Исследуя тело космоса, Розанов вступает в весьма непростые отношения с традицией европейской метафизики. Одним из главных объектов его критики оказывается пифагорейско-платоническая установка, базировавшаяся на геометрическом истолковании космического устройства. Вот какую мысль мы находим в одной из статей, вошедших в сборник «Среди художников» (1914): «Мир – ассиметричен, правильно расставленных колонн, равных промежутков между точками и линиями, повторяющихся движений или параллельных – нет в нем; все – расходится, или – сходится; ничто ни на что не похоже, все – вечно новое. Мир есть личность, не сохраняющая верности себе ни в одной точке и ни в одну минуту» [141, С.192].
Нетрудно заметить, что статическому пониманию космоса здесь противопоставлено динамическое и чувственное. Для Розанова мир, понятый вне без чувственного восприятия, оказывается сведенным лишь к чисто количественным характеристикам. В подобном восприятии математического естествознания у него были предшественники. Можно вспомнить не только представителей науки от античности до Ренессанса, принципиально различавших физику и математику, но также Шеллинга и ориентированных на его философию естествоиспытателей, Гегеля и Фейербаха.
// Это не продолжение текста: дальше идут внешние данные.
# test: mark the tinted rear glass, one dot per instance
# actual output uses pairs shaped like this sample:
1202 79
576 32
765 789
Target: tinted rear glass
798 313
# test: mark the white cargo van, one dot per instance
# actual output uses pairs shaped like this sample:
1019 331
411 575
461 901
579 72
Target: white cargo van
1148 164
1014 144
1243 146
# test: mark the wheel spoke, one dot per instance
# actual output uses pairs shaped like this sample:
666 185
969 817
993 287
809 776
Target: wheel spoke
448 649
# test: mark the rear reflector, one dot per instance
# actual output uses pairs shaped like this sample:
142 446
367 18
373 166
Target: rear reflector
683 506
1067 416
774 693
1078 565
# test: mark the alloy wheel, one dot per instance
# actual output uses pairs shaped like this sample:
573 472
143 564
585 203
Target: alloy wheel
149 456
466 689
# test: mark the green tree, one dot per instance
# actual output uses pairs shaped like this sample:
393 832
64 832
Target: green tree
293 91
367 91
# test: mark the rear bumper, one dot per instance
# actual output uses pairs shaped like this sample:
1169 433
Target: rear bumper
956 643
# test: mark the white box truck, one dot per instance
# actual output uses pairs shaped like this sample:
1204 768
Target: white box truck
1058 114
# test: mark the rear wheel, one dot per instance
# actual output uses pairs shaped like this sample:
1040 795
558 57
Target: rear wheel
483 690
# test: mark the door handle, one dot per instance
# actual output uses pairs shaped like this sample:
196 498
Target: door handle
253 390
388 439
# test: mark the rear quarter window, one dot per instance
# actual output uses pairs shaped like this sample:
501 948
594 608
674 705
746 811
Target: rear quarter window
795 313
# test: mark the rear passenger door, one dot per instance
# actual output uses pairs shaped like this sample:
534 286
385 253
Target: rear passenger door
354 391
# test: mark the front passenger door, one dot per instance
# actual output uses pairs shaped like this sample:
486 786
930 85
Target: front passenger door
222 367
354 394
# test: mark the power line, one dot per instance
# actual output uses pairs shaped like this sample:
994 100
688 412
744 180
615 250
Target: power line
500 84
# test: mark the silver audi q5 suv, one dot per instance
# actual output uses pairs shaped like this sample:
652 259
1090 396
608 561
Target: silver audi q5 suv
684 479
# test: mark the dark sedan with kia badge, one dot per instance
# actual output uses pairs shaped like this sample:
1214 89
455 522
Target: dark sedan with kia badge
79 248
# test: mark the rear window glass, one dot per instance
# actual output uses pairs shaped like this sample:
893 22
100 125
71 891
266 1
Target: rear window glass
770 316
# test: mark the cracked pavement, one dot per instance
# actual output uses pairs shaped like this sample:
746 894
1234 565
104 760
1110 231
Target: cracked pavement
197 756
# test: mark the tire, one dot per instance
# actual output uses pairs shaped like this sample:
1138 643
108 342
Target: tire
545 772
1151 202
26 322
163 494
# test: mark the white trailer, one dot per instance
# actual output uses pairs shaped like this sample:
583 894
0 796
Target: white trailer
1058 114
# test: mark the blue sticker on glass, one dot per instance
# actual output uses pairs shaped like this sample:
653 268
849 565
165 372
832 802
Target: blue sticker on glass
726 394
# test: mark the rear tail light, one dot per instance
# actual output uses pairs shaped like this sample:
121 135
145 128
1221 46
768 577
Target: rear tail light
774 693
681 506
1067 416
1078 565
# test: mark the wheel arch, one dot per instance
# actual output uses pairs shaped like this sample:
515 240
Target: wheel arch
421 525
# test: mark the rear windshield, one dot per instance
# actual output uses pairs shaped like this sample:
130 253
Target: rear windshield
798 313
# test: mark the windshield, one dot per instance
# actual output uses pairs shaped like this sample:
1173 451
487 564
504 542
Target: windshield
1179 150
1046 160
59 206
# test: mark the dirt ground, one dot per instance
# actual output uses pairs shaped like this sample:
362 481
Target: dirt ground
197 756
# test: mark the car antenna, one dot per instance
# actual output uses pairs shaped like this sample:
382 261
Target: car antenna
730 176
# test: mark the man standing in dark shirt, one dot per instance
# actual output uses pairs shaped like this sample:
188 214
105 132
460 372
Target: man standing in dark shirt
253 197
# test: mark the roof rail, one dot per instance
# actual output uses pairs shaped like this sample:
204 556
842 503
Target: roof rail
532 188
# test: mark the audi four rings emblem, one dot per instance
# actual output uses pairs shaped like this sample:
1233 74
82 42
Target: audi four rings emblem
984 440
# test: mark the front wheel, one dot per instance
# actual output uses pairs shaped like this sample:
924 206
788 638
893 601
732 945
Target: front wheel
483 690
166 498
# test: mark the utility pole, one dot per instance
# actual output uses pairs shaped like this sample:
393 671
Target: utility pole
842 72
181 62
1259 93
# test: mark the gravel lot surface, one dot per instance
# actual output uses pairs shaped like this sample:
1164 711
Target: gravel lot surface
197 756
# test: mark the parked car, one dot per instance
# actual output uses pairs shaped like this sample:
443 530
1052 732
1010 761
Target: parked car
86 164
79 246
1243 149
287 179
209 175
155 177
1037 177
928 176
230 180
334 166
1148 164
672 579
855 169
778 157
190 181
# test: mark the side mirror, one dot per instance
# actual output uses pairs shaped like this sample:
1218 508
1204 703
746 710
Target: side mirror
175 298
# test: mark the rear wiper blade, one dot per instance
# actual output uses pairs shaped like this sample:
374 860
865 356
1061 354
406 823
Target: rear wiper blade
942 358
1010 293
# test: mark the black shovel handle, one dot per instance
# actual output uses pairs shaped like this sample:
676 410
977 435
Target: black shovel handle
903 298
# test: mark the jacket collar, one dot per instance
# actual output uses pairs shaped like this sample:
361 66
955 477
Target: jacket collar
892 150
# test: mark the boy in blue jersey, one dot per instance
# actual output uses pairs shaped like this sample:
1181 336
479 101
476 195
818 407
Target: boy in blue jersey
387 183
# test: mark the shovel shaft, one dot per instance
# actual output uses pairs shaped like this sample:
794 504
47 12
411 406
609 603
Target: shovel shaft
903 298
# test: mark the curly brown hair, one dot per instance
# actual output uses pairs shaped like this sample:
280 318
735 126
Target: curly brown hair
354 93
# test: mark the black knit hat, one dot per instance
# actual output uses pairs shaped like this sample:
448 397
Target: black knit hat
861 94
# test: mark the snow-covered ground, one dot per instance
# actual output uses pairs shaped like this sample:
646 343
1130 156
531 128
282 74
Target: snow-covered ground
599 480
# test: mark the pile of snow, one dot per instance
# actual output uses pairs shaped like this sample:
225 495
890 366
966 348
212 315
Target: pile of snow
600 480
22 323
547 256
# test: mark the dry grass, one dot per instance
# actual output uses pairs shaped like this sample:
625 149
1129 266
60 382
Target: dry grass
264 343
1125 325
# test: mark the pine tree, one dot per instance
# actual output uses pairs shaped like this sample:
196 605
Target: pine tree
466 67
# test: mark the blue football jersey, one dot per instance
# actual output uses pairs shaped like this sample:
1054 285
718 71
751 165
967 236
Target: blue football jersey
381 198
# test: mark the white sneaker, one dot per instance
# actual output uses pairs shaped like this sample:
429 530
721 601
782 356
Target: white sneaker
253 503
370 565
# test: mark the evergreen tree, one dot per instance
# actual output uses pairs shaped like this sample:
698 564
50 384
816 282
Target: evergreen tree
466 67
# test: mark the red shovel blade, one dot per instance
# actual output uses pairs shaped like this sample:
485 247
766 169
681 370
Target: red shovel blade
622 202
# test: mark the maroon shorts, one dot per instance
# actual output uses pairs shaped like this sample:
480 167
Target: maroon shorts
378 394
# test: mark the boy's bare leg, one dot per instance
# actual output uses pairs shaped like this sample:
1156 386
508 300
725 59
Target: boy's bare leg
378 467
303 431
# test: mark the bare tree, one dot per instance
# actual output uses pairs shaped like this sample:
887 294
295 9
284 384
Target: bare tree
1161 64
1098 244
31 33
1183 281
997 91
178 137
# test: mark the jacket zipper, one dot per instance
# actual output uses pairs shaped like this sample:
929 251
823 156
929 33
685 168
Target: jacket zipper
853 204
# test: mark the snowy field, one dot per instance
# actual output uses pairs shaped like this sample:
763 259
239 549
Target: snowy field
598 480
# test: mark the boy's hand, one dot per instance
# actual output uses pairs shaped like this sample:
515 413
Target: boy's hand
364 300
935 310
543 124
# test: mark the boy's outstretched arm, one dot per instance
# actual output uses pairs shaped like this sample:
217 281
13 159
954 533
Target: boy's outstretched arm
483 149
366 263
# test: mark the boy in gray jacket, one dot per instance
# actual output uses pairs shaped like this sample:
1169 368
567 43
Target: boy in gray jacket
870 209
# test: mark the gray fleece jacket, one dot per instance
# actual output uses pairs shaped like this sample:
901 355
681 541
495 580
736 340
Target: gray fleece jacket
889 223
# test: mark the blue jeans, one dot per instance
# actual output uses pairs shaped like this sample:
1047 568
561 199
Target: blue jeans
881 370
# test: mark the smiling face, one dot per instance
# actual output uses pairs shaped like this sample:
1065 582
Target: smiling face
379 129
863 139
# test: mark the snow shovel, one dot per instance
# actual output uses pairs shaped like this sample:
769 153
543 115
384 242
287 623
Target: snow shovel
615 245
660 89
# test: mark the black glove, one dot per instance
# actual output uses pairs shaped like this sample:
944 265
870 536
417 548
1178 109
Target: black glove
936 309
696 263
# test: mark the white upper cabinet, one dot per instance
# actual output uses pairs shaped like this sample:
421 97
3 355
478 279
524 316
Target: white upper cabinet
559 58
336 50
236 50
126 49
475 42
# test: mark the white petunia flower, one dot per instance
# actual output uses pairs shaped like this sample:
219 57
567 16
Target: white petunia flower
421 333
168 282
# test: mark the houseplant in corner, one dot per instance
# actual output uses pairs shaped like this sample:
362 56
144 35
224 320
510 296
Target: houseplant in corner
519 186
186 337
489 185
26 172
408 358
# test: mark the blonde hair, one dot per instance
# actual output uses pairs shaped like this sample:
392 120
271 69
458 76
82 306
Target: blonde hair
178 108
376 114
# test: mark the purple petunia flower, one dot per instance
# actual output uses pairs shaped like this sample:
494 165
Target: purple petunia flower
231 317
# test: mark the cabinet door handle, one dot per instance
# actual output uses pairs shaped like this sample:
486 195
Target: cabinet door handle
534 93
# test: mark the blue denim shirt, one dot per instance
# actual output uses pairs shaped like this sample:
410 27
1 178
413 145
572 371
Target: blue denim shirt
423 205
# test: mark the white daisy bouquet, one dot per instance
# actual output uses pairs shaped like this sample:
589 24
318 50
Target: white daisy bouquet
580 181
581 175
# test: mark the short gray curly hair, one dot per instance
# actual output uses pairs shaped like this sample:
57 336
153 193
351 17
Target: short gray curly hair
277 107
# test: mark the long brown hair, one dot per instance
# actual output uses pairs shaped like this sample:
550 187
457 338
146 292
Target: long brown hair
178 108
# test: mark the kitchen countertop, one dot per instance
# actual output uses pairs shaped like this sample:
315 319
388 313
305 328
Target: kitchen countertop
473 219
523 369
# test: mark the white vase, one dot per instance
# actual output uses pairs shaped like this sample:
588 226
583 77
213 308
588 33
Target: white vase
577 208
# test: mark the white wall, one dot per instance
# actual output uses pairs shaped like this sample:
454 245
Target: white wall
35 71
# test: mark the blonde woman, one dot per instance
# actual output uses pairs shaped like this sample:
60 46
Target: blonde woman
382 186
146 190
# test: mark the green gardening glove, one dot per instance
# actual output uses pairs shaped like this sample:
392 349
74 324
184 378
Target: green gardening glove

Из русских авторов следует назвать натурфилософов начала XIX века и А. И. Герцена как автора «Писем об изучении природы».
Нечто подобное наблюдается и в отношении Розанова к базовым положениям новоевропейской науки. В «Апокалипсисе нашего времени» мы сталкиваемся как с критическим подходом к этой традиции, так и с переосмыслением некоторых из них в духе «фундаментальной мифологии». Например, признавая эллиптический характер движения небесных тел, Розанов писал: «И вот я понял, почему же именно эллипсисы, а не круги: что, казалось бы, так ясно: «кружись» – и не далее, «вертись» – и не «прочее»: растянутый круг, как в куполах наших храмов и как в «омфалосах» Сирии, как в фетише, кажется, Селевкии, где подписано над ним удивительное имя: «Zeus kassios»… «По образу и подобию твоему», вовсе не человек один создан, но и небеса. И вот эти эллипсы, и параболы, и, кажется, все конические сечения. <…> И вся природа летит?.. Ведь она летит?
Ах, так вот как планеты были «брошены в пространство»… И кто и почему был их «первым двигателем».
Мир хотел быть вдохновенным…
Прекрасный и главное – прекрасно вдохновенный мир…» [147, С.270].
Соответственно, сразу возникает принципиальная разница между миром в языческом и христианском понимании. В своей последней великой книге Розанов так характеризует принципиальное различие этих установок: «Небо языческое было крепкое, твердое…
В противоположность небу христианскому, дряблому, рыхлому. Изнеможенному» [147, С.289].
Для более полного выявления специфики восприятия пространства в поздних произведениях Розанова необходимо обратиться к его ранним работам. Последние в наши дни не часто становятся объектом изучения, по своей занимательности они заметно уступают зрелым произведениям мыслителя. Но это вовсе не свидетельствует о том, что в них не содержится мыслей, которые важны и для понимания позднейшего творчества Розанова. Сразу следует сказать, что молодой Розанов был заинтересован новейшими научными открытиями, вступающими в видимое противоречие с классическими концепциями. Данный интерес был скорее интуитивным, чем научно обоснованным, но он был.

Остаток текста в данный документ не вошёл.